Widespread distrust of the election process will create an environment ripe for inflammatory rumors on both sides, of which there is a long history in Kenya. By far the worst case was the 2007 election, which followed months of inflammatory rhetoric by politicians representing the two largest ethnic groups – Kikuyus and Luos. The incumbent president, Mwai Kibaki, had himself abruptly sworn in as president on television, and then shut down all television broadcasting. In the bloody riots that immediately followed, at least 1,000 people died and 600,000 more were displaced from their homes.
Before the next presidential election in March 2013, Kenyans were so worried about another outbreak of violence that people from many walks of life – clerics, football stars, soldiers, artists, a paint manufacturing company, even TV and newspapers journalists – called on Kenyans to forsake hateful speech and violence.
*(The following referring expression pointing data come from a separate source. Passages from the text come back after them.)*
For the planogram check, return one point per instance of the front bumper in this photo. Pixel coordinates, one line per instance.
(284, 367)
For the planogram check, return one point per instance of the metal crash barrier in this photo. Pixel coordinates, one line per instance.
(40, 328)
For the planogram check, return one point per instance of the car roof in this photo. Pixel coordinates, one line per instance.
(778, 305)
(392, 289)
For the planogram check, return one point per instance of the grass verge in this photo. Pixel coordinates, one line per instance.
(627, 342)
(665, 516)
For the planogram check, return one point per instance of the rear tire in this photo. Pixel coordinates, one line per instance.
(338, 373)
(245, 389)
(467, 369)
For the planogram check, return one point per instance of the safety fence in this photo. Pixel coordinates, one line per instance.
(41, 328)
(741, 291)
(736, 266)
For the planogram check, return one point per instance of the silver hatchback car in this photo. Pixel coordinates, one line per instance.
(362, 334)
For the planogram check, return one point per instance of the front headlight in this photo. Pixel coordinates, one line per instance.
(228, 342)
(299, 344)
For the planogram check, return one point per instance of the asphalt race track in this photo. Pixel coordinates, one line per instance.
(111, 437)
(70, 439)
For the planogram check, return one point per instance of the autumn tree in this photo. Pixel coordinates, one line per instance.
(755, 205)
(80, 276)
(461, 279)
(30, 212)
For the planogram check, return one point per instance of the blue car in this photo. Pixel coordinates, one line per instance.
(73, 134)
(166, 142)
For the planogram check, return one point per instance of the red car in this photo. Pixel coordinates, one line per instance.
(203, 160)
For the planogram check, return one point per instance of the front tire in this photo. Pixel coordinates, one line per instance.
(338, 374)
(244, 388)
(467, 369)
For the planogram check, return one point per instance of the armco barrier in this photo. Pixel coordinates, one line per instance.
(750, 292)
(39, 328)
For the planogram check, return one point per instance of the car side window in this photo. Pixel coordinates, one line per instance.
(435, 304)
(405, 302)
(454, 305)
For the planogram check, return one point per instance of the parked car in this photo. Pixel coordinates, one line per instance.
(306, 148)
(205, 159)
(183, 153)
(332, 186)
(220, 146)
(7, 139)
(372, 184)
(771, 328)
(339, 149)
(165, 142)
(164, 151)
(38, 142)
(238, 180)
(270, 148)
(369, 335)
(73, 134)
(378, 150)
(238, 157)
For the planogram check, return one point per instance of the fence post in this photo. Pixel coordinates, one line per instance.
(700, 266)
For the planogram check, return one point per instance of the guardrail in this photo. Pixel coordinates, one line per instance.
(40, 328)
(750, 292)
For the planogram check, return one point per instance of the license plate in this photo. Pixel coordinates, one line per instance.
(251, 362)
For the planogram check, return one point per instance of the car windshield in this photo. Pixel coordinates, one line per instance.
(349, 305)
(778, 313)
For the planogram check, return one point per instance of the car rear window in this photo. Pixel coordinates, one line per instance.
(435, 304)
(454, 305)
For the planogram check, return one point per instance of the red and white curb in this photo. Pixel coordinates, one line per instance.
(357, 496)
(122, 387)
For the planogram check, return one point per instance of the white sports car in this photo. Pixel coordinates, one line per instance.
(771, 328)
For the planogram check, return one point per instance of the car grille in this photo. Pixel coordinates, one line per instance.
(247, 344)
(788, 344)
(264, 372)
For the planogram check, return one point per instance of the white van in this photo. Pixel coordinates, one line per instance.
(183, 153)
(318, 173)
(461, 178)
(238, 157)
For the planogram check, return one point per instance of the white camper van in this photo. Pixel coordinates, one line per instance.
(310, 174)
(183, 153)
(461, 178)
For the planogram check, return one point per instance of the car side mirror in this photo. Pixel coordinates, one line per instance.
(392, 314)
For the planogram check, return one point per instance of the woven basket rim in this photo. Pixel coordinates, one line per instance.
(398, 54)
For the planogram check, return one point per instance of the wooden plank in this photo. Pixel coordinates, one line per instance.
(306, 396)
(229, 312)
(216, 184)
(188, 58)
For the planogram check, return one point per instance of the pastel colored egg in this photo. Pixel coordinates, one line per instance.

The election was completed with only one episode of serious violence, and although several people were killed, the violence did not spread.
This time around, the clamor about inflammatory speech more than a year ago, in June 2016 when prosecutors indicted eight members of the Kenyan Parliament from both major parties, for statements “laced with ethnic hatred.” Also one of them allegedly called for Odinga’s assassination. In January 2017, Governor William Kabogo of Kiambu County was also charged with ethnic incitement for hateful remarks made about Odinga. In the end, all of these charges were dropped, allegedly for a lack of evidence.